Доктор отмерил еще несколько метров. Я сказал ему, что, возможно, ему скучно уезжать за границу, но мне хочется использовать свой железнодорожный билет и свою путевку. Доктор возразил, что он склонен использовать благоразумно и свой билет и мою путевку. Мы поравнялись с воротами. Булыжный двор дымился жаркой пылью. Доктор приподнял шляпу. Черпанов ответно приложил руку к кожаной фуражке, и не знаю, то ли он просто хотел потереть ухо, то ли с нетерпением желал услышать от доктора его сообщение, но как бы то ни было он поднес правую ладонь к правому уху. Доктор еще раз колыхнул шляпой, теперь уже пренебрежительно. По тому, как он беседовал со мной, я склонен был думать, что к Черпанову он применит способ «трескучий» или, на худой конец, «научный». Однако поступок его с правым ухом и правой рукой доктор счел признаком или подражания, или насмешки: то и другое требовало скачкообразного способа. Вот почему доктор остающиеся пять метров пробежал вприскочку – и ковырнул возле сконсовых усов, как бы желая их сорвать.

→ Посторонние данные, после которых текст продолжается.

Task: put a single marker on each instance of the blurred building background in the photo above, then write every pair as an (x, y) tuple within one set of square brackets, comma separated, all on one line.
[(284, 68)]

Без малейшего противоборствования Черпанов выронил портфель, икнул – и рухнул на колени.
Доктор привык спорить и побеждать, но осилить так быстро показалось даже ему странным. Он наклонился к Черпанову: не убился ли тот. Черпанов стоял на четвереньках, выпятив синий зад, украшенный маслянистыми лозами. Он попятился, едва доктор приблизился к нему. Он очищал место! Бок о бок с ним жаркий ветерок покачивал дряхлые ворота.
Доктор поднял руку к уху: левую к левому. Я понял это, как крайнюю растерянность.
– Мои интересы близки вашим, Черпанов. Будем соседями. Соседи характеризуются обычно ссорами. На какой-то короткий промежуток мы обойдемся без ссор. Наконец мы обсудим, ехать ли с вами на Урал, если вы для упрашивания считаете необходимым принять столь унизительную позу.
Черпанов поднял голову, вгляделся, отнял руку от булыжника. Присел на корточки. Потянулся было к портфелю. Доктор тщетно водил левой рукой возле левого уха.
– Позвольте, – воскликнул, приглядываясь, Черпанов. – Позвольте! Мы поверстаемся! Вы же не Лебедевы, честное слово, не Лебедевы!
– Не Лебедевы, – скромно ответил доктор.
Черпанов вскочил. И тут кулак его в пагубном бешенстве понесся по всему пространству ворот и опустился на голову доктора! Матвей Иванович присел. Я устремился к Черпанову. Вторично кулак нарисовал параболу ворот, приближаясь к моему уху. Я поднял навстречу узелок с провизией, который мы запасли в дорогу. Кулак пробил узелок. По тротуару покатились булочки, пирожки, куски колбасы, яйца.